2.5 Imaging modalities
The PDHI investigations were performed with a System Five Performance Ultrasound System (GE Vingmed Ultrasound AS, Horten, Norway). Imaging was acquired in continuous second harmonic (octave) mode for conventional diagnostics, in the intermittent coded harmonic angiomode for perfusion imaging with a standard phased array transducer which transmits ultrasound at a mean frequency of 1.5 MHz and receives it at 3.0 MHz. Ultrasound pulses were gated to end systole once every or every third cardiac cycle. The transmission power was set at maximum power. Mechanical index was 1.4. The transmit focus was set between 6 and 10 cm. A maximum dynamic range of 60 dB was used. Pulse repetition frequency was 3000 Hz. Gain compensations were optimized before the injection of echo contrast agent. The settings of the ultrasound system during the PDHI measurements were as follows: compression 10 (according to the scale of the SystemFive); dynamic range 6 (according to the scale of the SystemFive); power –2 dB, gain –29 dB; pulse repetition frequency 3.00 kHz; frequency 1.5 MHz; sample volume 1.9 mm; low velocity reject 32.5 cm/s; color gain –18 dB. The data were digitally stored as cineloops and transferred after completion of the investigation to a standard Macintosh personal computer.
2.6 Qualitative analysis
Visual grading was performed using the following criteria: perfusion defect was defined as a non-opacified myocardium when there was full LV-opacification. In addition, patchy perfusion pattern was also diagnosed as abnormal when it was found at peak LV-opacification and within the first 20 s after peak maximum DI. Accordingly normal perfusion was complete and homogeneous opacification in each segment of the interventricular septum.
2.7 Quantitative analysis
Quantitative analysis of the data was performed using the EchoPac 6.2b.134 software (GE Vingmed Ultrasound AS, Horten, Norway). After storage of the cineloops myocardial regions of interest (ROI) with a size of 3x3 to 7x7 pixels were defined. For illustration of the MCE data, the traces of each ROI were shown in a logarithmic scale with DI of the acoustic power in dB on the y-axis and time in seconds on the x-axis; in addition, the colored M-modes right-angled to the scanning axis. Analysis of the PDHI data was performed by two independent investigators experienced with PDHI and MCE as well as with the EchoPac 6.2b.134 software.

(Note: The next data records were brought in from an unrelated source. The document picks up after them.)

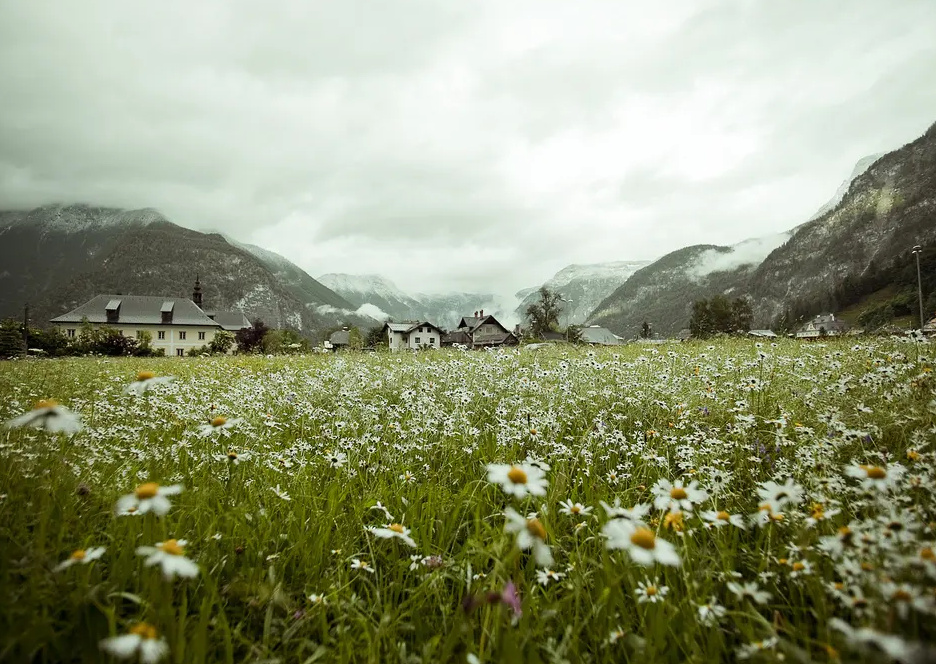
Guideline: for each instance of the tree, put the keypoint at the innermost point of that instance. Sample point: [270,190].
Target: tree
[544,313]
[250,339]
[223,342]
[720,316]
[376,338]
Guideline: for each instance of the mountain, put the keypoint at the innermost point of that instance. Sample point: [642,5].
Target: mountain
[306,289]
[583,287]
[863,164]
[662,293]
[57,256]
[888,209]
[885,209]
[380,297]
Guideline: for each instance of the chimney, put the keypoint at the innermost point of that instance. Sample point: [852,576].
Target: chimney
[196,293]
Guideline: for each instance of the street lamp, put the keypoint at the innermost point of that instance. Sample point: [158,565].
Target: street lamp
[916,251]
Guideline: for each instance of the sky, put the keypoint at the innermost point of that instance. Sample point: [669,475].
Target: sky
[477,145]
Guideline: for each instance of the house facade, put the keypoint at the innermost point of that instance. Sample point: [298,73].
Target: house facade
[175,324]
[480,331]
[412,336]
[822,325]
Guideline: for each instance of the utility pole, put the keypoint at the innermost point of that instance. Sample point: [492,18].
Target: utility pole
[917,250]
[26,329]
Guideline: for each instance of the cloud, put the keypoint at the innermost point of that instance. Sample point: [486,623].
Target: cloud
[478,147]
[372,310]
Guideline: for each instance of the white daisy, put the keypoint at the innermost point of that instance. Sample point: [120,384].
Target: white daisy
[49,416]
[146,380]
[148,497]
[530,535]
[641,544]
[723,518]
[142,640]
[393,531]
[170,556]
[675,497]
[82,556]
[521,480]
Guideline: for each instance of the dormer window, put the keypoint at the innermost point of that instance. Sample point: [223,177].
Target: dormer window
[113,311]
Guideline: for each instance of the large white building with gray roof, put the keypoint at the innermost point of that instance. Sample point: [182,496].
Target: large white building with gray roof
[175,324]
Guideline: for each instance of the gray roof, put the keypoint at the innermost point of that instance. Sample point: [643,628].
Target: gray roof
[138,310]
[599,335]
[232,321]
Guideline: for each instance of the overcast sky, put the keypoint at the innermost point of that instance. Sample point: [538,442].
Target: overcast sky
[452,144]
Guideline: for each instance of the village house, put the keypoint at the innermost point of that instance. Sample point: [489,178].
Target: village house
[822,325]
[412,336]
[175,324]
[480,331]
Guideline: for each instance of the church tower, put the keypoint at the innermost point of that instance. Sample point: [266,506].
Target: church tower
[196,293]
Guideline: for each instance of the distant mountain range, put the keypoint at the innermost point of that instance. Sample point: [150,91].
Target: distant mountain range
[885,207]
[58,256]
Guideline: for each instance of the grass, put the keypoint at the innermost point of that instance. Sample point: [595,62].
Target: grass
[324,439]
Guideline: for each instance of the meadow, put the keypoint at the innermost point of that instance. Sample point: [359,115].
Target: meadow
[677,503]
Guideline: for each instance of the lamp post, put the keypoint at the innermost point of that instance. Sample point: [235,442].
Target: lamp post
[916,251]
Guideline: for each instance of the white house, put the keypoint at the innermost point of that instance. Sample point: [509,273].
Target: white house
[412,336]
[175,324]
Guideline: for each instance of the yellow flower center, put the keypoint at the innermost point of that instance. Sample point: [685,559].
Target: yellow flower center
[517,475]
[678,493]
[172,547]
[875,472]
[147,490]
[673,520]
[644,538]
[144,630]
[535,528]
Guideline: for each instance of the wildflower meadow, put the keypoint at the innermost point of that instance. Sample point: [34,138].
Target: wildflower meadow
[673,503]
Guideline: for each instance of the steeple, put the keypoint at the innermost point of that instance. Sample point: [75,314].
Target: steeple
[196,293]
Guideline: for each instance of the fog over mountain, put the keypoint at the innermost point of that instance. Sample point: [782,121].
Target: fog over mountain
[471,148]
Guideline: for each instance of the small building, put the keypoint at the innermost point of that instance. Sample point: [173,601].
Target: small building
[821,326]
[412,335]
[762,334]
[339,340]
[480,331]
[599,336]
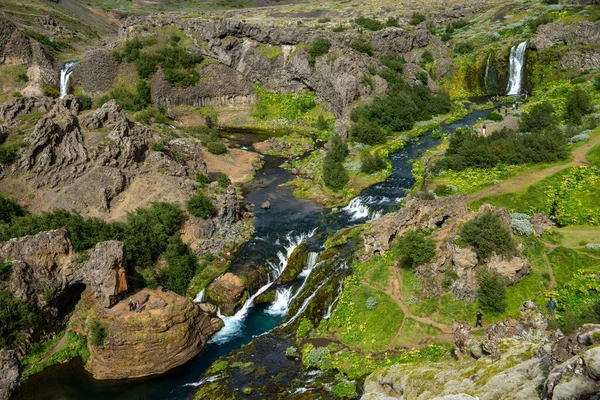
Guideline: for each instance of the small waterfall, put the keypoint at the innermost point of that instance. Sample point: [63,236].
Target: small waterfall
[65,75]
[330,308]
[231,328]
[358,208]
[517,64]
[200,296]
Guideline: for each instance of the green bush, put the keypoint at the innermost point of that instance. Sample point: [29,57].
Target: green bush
[223,180]
[362,46]
[217,147]
[335,175]
[371,163]
[464,48]
[200,206]
[417,18]
[317,48]
[494,116]
[16,316]
[488,235]
[371,24]
[415,248]
[491,294]
[97,333]
[579,103]
[538,118]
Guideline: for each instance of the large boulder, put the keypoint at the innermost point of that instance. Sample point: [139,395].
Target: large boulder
[167,332]
[46,260]
[10,371]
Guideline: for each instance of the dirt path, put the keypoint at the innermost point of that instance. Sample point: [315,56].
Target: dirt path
[519,182]
[393,290]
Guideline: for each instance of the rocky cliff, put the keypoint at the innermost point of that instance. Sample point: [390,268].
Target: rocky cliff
[448,214]
[516,359]
[167,332]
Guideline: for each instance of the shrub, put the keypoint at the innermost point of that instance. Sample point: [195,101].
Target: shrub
[97,333]
[422,76]
[362,46]
[16,316]
[200,206]
[393,62]
[217,147]
[368,132]
[417,18]
[491,294]
[494,116]
[335,175]
[338,150]
[371,24]
[444,190]
[464,48]
[415,248]
[318,48]
[316,357]
[579,103]
[371,163]
[488,235]
[538,118]
[371,303]
[223,180]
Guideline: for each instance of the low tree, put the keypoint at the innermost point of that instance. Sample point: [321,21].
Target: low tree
[415,248]
[491,294]
[488,235]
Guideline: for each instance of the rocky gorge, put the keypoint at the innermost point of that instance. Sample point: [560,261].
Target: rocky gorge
[165,181]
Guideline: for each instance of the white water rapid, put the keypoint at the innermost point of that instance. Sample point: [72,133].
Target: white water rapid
[517,64]
[65,75]
[232,324]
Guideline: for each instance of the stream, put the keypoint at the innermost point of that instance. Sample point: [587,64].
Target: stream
[288,223]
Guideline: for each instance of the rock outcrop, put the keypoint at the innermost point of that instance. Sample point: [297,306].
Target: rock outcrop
[167,332]
[45,263]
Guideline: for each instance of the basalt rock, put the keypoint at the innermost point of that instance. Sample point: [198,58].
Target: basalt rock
[45,263]
[10,372]
[557,33]
[167,332]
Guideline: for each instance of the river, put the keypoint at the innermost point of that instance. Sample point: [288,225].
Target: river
[277,230]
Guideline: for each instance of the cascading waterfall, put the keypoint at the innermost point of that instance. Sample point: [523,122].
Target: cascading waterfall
[330,308]
[232,323]
[65,75]
[517,64]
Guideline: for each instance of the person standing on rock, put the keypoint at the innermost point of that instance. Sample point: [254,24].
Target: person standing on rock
[552,305]
[478,322]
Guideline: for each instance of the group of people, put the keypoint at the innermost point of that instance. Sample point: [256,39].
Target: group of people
[479,315]
[137,307]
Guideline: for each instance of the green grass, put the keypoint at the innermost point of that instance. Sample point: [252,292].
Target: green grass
[566,262]
[361,328]
[593,156]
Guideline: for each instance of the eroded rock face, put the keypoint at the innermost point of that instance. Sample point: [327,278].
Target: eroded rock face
[556,33]
[229,292]
[168,332]
[45,262]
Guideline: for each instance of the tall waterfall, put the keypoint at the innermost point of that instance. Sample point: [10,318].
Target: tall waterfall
[517,64]
[65,75]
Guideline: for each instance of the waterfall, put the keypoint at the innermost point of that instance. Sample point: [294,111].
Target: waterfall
[232,324]
[330,308]
[517,64]
[65,75]
[487,74]
[358,208]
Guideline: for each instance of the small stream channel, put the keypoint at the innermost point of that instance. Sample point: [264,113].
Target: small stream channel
[279,230]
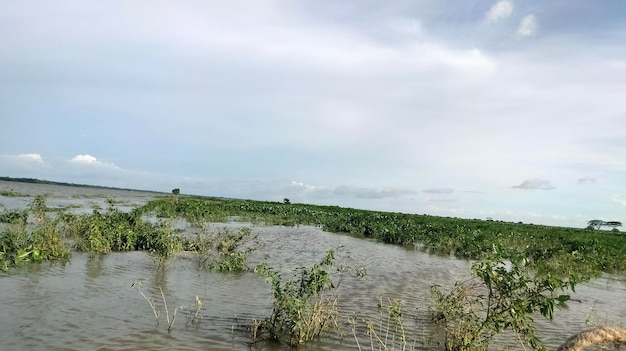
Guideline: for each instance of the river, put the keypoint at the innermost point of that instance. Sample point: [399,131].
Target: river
[92,302]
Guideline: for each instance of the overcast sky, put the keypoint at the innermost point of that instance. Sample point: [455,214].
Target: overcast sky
[514,110]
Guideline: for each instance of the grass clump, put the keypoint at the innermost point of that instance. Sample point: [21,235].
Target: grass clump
[502,295]
[113,230]
[389,332]
[223,250]
[305,306]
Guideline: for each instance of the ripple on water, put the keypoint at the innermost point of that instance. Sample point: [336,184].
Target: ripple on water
[89,303]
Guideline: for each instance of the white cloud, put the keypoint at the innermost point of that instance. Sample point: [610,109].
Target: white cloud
[92,161]
[372,193]
[27,158]
[500,10]
[619,199]
[22,162]
[535,183]
[528,26]
[586,180]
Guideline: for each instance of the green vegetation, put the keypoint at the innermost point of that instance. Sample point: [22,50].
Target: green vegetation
[305,306]
[114,230]
[563,250]
[223,250]
[503,295]
[11,193]
[389,333]
[37,240]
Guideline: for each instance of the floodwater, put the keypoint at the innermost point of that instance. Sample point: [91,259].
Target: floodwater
[89,303]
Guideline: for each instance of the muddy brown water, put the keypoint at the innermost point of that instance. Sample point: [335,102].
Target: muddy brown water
[89,303]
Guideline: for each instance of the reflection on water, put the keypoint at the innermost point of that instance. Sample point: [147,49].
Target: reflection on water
[89,304]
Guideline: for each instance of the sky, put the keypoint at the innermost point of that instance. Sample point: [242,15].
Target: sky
[510,109]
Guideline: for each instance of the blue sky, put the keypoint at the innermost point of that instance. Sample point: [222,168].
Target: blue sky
[514,110]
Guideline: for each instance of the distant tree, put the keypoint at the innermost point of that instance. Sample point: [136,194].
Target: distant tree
[613,224]
[596,223]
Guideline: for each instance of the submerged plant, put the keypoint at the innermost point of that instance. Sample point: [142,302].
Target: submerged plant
[389,333]
[155,311]
[38,240]
[305,306]
[501,296]
[223,250]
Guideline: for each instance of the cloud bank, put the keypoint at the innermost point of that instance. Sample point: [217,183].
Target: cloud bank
[534,184]
[498,11]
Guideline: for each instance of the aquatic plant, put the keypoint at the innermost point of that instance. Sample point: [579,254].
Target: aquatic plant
[223,250]
[305,306]
[24,241]
[113,230]
[503,295]
[170,322]
[565,249]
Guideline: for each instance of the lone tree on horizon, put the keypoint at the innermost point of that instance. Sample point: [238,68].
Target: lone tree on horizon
[598,224]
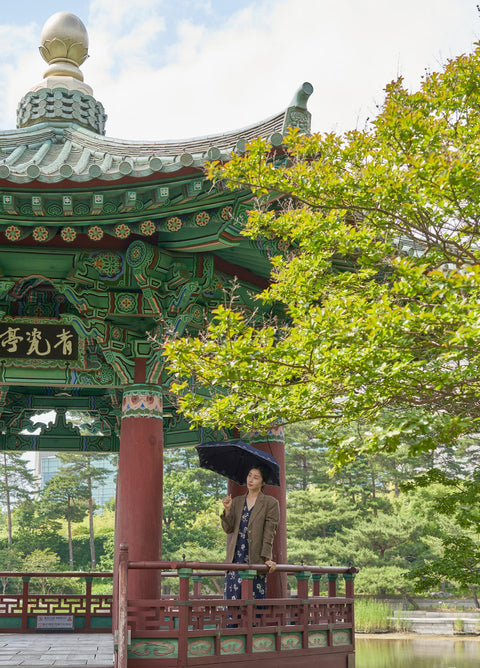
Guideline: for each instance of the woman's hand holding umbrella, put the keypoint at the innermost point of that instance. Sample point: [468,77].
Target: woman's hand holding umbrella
[271,565]
[227,503]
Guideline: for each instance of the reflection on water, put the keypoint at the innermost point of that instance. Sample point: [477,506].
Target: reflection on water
[417,653]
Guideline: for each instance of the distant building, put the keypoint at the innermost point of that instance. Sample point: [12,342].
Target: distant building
[47,464]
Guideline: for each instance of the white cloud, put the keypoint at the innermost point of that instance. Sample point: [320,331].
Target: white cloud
[160,77]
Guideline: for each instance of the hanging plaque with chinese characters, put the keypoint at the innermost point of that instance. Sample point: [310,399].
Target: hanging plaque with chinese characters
[37,341]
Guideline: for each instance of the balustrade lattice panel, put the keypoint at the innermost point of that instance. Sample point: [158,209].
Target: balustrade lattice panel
[154,615]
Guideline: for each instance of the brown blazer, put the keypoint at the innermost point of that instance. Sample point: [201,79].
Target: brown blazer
[262,526]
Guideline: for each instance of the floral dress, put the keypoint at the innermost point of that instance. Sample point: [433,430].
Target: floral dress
[233,581]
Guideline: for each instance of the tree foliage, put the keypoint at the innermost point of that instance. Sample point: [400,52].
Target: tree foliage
[380,289]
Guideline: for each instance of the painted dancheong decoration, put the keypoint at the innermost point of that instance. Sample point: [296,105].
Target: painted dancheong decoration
[107,247]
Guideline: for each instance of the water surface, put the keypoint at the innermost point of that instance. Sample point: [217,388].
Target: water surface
[431,652]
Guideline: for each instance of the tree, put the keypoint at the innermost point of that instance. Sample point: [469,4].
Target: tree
[36,528]
[380,288]
[184,499]
[10,560]
[16,482]
[66,497]
[457,501]
[86,466]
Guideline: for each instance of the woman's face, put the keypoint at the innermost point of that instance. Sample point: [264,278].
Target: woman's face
[254,480]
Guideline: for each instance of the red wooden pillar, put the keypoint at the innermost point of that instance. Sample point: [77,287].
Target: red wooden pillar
[274,444]
[138,517]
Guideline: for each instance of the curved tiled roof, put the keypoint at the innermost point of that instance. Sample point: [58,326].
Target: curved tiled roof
[50,152]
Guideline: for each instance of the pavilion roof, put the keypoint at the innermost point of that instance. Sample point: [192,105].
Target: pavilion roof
[51,152]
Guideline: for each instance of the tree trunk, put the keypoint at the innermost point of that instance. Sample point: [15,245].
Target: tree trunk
[90,517]
[7,501]
[411,600]
[70,544]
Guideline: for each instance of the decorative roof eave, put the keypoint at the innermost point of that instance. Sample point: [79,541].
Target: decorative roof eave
[60,151]
[52,154]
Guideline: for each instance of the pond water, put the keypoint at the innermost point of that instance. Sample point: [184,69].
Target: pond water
[428,652]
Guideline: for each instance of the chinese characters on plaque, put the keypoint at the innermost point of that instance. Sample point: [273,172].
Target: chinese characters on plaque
[36,341]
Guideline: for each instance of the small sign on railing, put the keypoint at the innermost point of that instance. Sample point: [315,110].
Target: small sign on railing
[55,623]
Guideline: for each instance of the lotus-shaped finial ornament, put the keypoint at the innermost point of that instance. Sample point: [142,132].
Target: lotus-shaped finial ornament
[64,45]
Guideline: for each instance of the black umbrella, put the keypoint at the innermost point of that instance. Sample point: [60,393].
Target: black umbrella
[234,459]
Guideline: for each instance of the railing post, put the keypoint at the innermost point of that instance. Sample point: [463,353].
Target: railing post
[349,594]
[316,578]
[26,580]
[88,602]
[302,594]
[349,580]
[332,584]
[122,646]
[302,579]
[184,575]
[247,596]
[197,586]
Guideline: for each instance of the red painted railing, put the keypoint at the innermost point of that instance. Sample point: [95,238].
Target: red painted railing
[190,621]
[25,607]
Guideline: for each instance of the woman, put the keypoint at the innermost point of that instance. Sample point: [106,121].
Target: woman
[253,520]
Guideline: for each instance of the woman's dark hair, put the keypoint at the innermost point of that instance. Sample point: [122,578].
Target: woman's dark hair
[265,473]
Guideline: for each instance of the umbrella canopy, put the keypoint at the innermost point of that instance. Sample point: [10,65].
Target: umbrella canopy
[234,459]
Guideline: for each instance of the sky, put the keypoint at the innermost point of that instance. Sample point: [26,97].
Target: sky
[172,70]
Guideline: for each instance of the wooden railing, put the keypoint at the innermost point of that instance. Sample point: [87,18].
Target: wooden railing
[192,622]
[19,611]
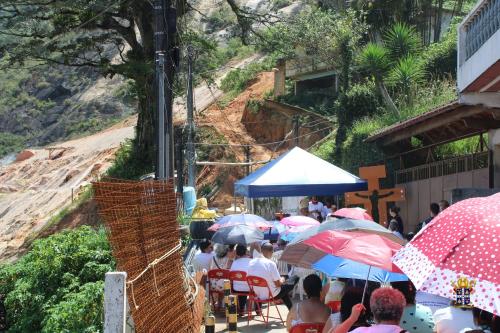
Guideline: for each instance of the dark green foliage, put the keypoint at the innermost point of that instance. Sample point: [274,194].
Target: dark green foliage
[58,285]
[358,102]
[401,40]
[128,163]
[440,59]
[237,79]
[10,143]
[374,59]
[317,100]
[219,19]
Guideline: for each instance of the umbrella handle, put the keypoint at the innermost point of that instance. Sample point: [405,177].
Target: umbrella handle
[366,285]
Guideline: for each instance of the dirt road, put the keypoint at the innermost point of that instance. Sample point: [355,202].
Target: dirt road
[227,121]
[31,191]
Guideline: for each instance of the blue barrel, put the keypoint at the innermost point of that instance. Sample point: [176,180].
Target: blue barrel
[189,196]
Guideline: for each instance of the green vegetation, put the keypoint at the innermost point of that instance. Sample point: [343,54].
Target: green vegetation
[355,152]
[219,19]
[237,80]
[58,286]
[11,143]
[128,164]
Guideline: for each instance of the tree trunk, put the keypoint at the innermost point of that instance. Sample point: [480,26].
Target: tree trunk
[387,98]
[439,18]
[145,131]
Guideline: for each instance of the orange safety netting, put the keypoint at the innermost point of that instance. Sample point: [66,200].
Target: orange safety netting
[140,218]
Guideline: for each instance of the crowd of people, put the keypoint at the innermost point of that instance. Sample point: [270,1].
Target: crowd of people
[343,305]
[316,209]
[386,309]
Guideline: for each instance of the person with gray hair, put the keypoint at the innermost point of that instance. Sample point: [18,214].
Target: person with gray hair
[387,306]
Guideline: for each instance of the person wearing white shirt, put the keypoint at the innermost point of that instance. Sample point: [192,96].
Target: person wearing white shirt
[315,208]
[328,209]
[393,227]
[453,319]
[202,260]
[267,269]
[241,264]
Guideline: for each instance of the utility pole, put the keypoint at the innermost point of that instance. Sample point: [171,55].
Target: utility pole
[296,126]
[190,152]
[160,42]
[247,155]
[180,164]
[165,24]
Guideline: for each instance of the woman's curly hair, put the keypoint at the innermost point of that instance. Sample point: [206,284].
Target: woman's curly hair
[387,304]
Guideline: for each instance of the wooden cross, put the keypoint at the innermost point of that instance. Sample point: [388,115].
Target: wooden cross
[375,199]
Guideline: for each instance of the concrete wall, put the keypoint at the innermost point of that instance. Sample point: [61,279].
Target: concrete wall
[420,194]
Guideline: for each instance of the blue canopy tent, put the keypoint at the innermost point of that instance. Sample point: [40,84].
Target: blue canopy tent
[298,173]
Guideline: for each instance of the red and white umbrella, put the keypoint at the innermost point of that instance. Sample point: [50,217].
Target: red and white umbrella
[462,242]
[298,220]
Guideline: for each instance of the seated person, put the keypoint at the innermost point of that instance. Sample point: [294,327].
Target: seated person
[311,310]
[393,227]
[265,268]
[351,297]
[282,265]
[453,319]
[434,211]
[241,264]
[387,306]
[202,260]
[417,318]
[486,322]
[333,291]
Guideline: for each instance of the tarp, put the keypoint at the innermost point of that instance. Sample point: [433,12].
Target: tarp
[298,173]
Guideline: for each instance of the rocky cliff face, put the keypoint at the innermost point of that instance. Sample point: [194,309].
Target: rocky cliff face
[44,105]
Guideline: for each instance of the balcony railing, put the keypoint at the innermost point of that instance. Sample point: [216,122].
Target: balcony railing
[445,167]
[481,25]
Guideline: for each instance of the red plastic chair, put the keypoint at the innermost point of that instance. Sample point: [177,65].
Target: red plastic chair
[308,328]
[255,281]
[215,275]
[241,277]
[334,306]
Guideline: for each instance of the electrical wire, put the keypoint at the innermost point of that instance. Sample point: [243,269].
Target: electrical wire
[259,144]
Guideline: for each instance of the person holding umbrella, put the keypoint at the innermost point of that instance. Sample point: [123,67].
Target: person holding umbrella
[387,306]
[265,268]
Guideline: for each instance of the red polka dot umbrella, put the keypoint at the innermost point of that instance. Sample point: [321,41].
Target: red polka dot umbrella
[462,242]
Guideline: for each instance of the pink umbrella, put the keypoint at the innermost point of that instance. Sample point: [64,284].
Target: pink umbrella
[291,232]
[295,221]
[460,246]
[241,219]
[353,213]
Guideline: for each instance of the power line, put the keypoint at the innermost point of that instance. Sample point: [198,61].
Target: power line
[258,144]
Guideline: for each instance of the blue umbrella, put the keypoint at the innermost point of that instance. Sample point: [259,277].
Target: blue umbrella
[240,219]
[238,234]
[339,267]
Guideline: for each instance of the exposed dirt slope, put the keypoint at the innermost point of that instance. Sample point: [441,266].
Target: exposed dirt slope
[34,189]
[227,121]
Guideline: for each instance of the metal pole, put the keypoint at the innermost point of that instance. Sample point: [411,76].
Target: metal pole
[160,42]
[162,171]
[247,154]
[366,284]
[190,137]
[296,130]
[180,165]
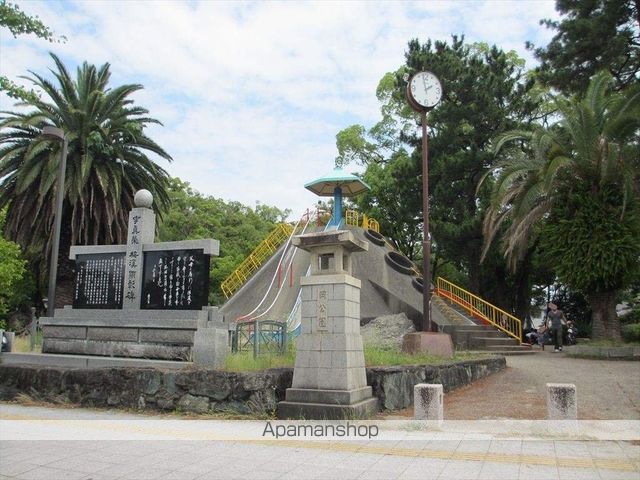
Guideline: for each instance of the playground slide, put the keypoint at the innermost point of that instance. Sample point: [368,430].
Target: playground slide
[271,292]
[384,291]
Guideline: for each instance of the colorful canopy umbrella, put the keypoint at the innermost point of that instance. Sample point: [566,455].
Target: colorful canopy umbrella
[338,184]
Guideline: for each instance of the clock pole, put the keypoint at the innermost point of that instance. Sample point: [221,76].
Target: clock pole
[428,92]
[426,242]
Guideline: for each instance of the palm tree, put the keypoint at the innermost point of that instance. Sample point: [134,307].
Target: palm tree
[106,164]
[558,180]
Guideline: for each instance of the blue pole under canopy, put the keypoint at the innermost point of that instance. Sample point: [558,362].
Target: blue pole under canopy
[337,184]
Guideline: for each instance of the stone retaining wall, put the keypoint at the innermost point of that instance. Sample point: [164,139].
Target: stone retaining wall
[612,353]
[212,390]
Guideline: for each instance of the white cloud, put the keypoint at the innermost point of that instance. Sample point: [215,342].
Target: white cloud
[252,94]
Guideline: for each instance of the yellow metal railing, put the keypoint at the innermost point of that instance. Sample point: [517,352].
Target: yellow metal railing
[352,217]
[479,308]
[252,263]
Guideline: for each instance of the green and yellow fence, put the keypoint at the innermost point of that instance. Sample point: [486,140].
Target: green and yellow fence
[357,219]
[254,261]
[479,308]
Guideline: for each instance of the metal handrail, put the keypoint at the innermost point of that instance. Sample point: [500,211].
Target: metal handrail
[354,218]
[255,259]
[479,308]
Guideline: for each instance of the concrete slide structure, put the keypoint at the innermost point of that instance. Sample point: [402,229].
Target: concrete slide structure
[385,290]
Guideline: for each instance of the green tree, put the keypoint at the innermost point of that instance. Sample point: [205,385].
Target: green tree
[12,272]
[577,189]
[19,23]
[486,91]
[591,36]
[238,228]
[107,163]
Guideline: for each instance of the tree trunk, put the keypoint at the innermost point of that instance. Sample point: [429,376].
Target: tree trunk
[65,275]
[604,319]
[474,272]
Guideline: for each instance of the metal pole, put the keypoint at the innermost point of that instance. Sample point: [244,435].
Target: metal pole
[53,265]
[33,329]
[426,243]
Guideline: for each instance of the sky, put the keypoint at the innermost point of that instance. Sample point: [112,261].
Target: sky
[252,94]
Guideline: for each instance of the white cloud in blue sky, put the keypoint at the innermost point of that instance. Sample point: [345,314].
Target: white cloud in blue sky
[252,94]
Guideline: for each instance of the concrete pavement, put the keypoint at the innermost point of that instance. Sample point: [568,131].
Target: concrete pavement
[460,457]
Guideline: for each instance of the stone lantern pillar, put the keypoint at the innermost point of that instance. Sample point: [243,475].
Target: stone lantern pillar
[329,378]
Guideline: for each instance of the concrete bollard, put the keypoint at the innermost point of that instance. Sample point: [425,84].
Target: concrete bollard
[427,402]
[9,338]
[562,401]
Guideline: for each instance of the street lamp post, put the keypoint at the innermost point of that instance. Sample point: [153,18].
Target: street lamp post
[426,239]
[424,91]
[57,133]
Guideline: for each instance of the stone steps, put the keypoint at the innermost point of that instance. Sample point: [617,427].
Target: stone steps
[482,338]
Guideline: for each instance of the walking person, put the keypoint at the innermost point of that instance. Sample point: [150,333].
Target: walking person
[555,317]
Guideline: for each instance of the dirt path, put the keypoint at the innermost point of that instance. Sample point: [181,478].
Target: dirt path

The following parameters were numerically evaluated: the peak maximum DI determined in the apical (DImax1a; DImax3a), mid (DImax1m; DImax3m), and basal septal myocardium (DImax1b; DImax3b) during triggering on every cardiac cycle (1) as well as on every third cardiac cycle (3); the DI determined in the apical (DIT10,T201a; DIT10,T203a), mid (DIT10,T201m; DIT10,T203m), and basal septal myocardium (DIT10,T201b; DIT10,T203b) during triggering on every (1) cardiac cycle and on every third (3) cardiac cycle 10 and 20 s after peak maximum DI. For each region of interest a cut-off value to distinguish between normal and hypoperfused areas was calculated by previous retrospective data analysis. According to these values the sensitivity and specificity as well as the odds ratio are given. For illustration the DI-curves are smoothed in the figures by calculation of mean values of three consecutive DI-values for each measurement. The septal opacification was additionally illustrated by colored M-modes.
2.8 Statistical analysis
Numerical data are presented as mean values ± standard deviation. F-test was performed to test the presence of normal distribution of the data and the comparability of the variances. Differences between the normal perfused and hypoperfused LAD territory were evaluated for all parameters using the Wilcoxon-W-test and Mann–Whitney-U-test for independent samples. Differences were considered significant at P-levels <0.05, 0.1, and 0.001. Correlations between original data were performed using logistic regression with Spearman's rank and Pearson's R-test. Logistic regression analysis and model Chi-square test had been performed to calculate cut-off values for clinical relevant PDHI parameters of regional myocardial hypoperfusion. Cut-off values were given at significance P<0.05 at highest value for –2 log likelihood.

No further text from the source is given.